R_i+1 = R_i + (PI_iR_i/N)Δt
I_i+1 = I_i + (PI_iS_i/N - PI_iR_i/N)Δt
S_i+1 = N - I_i+1 - R_i+1

The values of S, I and R at a given time step get used to calculate the values for the next time step.

Simulation Description

To compare the NWS simulator with an Euler' method solution for an SIR epidemic, I wrote and ran an NWS simulation of CRclean versus Code Red. I used an address space of 65535 (16 bits), and I populated it with seven NWS::Host instances that run NWS worm code, modeling the start of the Code Red 1 v2 worm. I put in 9986 possible victim NWS::Host instances, modeling IIS hosts, all of them infectable by Code Red v2. All worms and victims reside at randomly assigned addresses.

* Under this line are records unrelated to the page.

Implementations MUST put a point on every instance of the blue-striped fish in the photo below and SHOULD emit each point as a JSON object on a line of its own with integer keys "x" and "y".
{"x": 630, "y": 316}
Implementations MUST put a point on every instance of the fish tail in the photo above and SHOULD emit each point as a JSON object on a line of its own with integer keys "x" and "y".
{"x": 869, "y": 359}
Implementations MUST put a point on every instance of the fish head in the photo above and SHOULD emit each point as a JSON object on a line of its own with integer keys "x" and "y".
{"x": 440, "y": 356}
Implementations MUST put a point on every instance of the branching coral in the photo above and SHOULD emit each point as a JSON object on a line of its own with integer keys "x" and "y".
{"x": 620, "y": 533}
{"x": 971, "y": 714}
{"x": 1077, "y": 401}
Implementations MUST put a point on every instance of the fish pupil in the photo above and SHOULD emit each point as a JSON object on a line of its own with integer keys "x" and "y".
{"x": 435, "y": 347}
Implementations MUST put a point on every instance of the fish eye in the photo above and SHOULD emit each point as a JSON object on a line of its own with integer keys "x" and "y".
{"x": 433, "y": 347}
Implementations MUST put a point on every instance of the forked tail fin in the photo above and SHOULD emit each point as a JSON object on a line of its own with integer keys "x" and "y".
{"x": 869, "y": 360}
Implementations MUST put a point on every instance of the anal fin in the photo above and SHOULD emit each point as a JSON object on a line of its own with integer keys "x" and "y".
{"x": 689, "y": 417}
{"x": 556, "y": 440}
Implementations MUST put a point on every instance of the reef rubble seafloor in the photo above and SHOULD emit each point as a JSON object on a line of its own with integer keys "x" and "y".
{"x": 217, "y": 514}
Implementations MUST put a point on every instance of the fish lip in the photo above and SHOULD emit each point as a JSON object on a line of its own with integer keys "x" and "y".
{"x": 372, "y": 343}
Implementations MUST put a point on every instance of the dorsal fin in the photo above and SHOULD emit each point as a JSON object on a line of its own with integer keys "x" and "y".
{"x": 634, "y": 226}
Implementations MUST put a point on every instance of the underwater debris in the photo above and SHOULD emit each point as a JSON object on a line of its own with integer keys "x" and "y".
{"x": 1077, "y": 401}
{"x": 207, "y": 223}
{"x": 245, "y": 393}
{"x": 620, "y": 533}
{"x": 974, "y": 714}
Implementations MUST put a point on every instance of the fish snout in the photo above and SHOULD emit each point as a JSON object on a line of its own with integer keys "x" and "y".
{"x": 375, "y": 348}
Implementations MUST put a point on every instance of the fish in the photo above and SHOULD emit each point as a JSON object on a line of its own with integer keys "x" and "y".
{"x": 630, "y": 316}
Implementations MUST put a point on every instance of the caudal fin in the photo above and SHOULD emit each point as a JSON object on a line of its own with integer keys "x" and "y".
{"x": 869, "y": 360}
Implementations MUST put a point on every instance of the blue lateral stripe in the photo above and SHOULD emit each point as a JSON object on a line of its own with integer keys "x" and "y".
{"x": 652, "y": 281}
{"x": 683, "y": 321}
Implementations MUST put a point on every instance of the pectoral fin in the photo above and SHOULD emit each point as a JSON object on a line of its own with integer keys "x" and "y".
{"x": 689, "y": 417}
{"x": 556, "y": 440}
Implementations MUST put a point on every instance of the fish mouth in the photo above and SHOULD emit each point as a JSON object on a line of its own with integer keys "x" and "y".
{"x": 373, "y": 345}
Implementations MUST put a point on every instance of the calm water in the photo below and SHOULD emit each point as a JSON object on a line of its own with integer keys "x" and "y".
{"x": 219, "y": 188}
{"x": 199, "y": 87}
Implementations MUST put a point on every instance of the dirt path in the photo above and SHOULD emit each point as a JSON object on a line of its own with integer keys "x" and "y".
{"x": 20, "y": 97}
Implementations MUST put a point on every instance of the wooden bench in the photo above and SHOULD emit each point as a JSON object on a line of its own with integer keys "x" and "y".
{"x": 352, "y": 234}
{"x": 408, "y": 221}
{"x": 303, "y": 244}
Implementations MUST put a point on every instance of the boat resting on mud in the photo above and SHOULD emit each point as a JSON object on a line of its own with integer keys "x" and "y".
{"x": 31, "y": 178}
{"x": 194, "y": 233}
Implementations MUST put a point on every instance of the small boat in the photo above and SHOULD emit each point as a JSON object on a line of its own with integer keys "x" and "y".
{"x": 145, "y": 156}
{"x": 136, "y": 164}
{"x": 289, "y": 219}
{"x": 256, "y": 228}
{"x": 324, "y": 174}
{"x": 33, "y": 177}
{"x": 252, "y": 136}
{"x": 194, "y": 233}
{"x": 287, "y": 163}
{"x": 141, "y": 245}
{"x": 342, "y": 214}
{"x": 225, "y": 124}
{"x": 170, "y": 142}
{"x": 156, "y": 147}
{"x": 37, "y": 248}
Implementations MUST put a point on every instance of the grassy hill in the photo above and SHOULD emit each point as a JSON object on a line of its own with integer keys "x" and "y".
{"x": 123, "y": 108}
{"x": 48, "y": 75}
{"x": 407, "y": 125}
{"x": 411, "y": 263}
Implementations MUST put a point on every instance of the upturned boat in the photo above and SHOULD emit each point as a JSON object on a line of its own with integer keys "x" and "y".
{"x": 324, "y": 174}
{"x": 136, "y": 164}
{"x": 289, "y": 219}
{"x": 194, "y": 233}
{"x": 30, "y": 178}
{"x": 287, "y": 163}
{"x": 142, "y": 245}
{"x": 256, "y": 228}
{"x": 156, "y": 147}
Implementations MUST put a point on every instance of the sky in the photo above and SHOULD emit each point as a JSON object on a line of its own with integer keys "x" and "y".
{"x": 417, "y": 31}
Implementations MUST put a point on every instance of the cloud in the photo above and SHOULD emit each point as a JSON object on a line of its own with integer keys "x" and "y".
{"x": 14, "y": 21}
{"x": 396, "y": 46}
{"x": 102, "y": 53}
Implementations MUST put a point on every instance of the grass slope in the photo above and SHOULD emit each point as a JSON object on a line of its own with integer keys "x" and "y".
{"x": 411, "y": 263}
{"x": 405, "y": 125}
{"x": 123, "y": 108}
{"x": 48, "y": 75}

To make this simulation different from the SIS model above, I put in seven NWS::Host instances that contain code for a simulated CRclean worm. This differs from reality. To my knowledge, no one deployed CRclean.

I used seven each of Code Red 1 v2 and CRclean to give the simulated Code Red worms a good probability of hitting a simulated IIS host during early time steps. This should reduce the differences between the Euler's Method numerical simulation and the NWS simulation.

The Euler's method numerical simulation starts with N = 65535, S = 9986, I = 7 and R = 7. It sets the probability of picking a host at random to P = 10000/65535. It runs for 150 time steps.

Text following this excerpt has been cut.